FlashFuser: Expanding the Scale of Kernel Fusion for Compute-Intensive Operators via Inter-Core Connection
By: Ziyu Huang , Yangjie Zhou , Zihan Liu and more
The scaling of computation throughput continues to outpace improvements in memory bandwidth, making many deep learning workloads memory-bound. Kernel fusion is a key technique to alleviate this problem, but the fusion strategies of existing compilers and frameworks are limited to using local scratchpad memory. When the intermediate results exceed the limited capacity (such as FFN), the fusion fails. Although modern GPUs (like the NVIDIA H100) now incorporate an inter-core connection mechanism known as Distributed Shared Memory(DSM)--providing a larger, high-bandwidth, and low-latency on-chip memory pool--this hardware potential has yet to be exploited by software frameworks.

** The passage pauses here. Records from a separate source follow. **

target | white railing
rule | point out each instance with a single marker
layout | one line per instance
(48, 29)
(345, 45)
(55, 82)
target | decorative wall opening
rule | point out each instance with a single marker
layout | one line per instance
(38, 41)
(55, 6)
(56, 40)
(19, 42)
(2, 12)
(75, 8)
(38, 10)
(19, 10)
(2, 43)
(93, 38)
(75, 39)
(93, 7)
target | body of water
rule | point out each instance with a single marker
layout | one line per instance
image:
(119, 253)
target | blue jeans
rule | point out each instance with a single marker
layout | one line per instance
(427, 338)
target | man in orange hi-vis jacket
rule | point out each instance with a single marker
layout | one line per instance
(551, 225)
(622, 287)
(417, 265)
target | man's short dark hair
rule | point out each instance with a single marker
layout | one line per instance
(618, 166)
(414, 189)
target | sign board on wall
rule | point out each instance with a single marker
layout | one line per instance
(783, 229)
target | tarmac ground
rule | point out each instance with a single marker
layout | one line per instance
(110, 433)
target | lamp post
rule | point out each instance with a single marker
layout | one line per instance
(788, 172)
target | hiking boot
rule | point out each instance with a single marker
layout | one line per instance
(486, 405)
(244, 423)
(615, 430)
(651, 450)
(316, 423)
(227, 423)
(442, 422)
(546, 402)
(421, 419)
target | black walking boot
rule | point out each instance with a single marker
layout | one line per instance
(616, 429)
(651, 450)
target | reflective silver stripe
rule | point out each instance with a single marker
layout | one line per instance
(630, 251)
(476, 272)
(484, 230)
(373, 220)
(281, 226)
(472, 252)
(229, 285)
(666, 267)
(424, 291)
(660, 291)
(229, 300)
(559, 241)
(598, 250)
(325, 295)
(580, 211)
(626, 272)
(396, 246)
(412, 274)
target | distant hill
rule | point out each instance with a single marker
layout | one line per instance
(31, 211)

To bridge this gap, we present FlashFuser, the first compiler framework to utilize inter-core connection for kernel fusion on modern GPUs. FlashFuser extends established fusion techniques to the DSM domain through three core contributions. First, we propose a powerful DSM-based communication abstraction that formalizes complex cluster-based data exchange patterns, such as reduce, shuffle and multiply. Second, we introduce a dataflow analyzer that generalizes loop scheduling, resource mapping, and tile selection to the distributed memory hierarchy; it determines the optimal execution order and tile sizes by quantifying data movement across memory levels. Finally, FlashFuser integrates these components into a unified search engine that employs analytical cost modeling and DSM-aware pruning strategies to efficiently discover the optimal execution plan. Our evaluation on an NVIDIA H100 GPU shows that FlashFuser reduces memory access by 58% and delivers kernel speedups of 3.3x against highly-tuned libraries and 4.1x against state-of-the-art compilers, resulting in a 1.24x end-to-end speedup.
Similar Papers
MCFuser: High-Performance and Rapid Fusion of Memory-Bound Compute-Intensive Operators
Distributed, Parallel, and Cluster Computing
Makes computer programs run much faster.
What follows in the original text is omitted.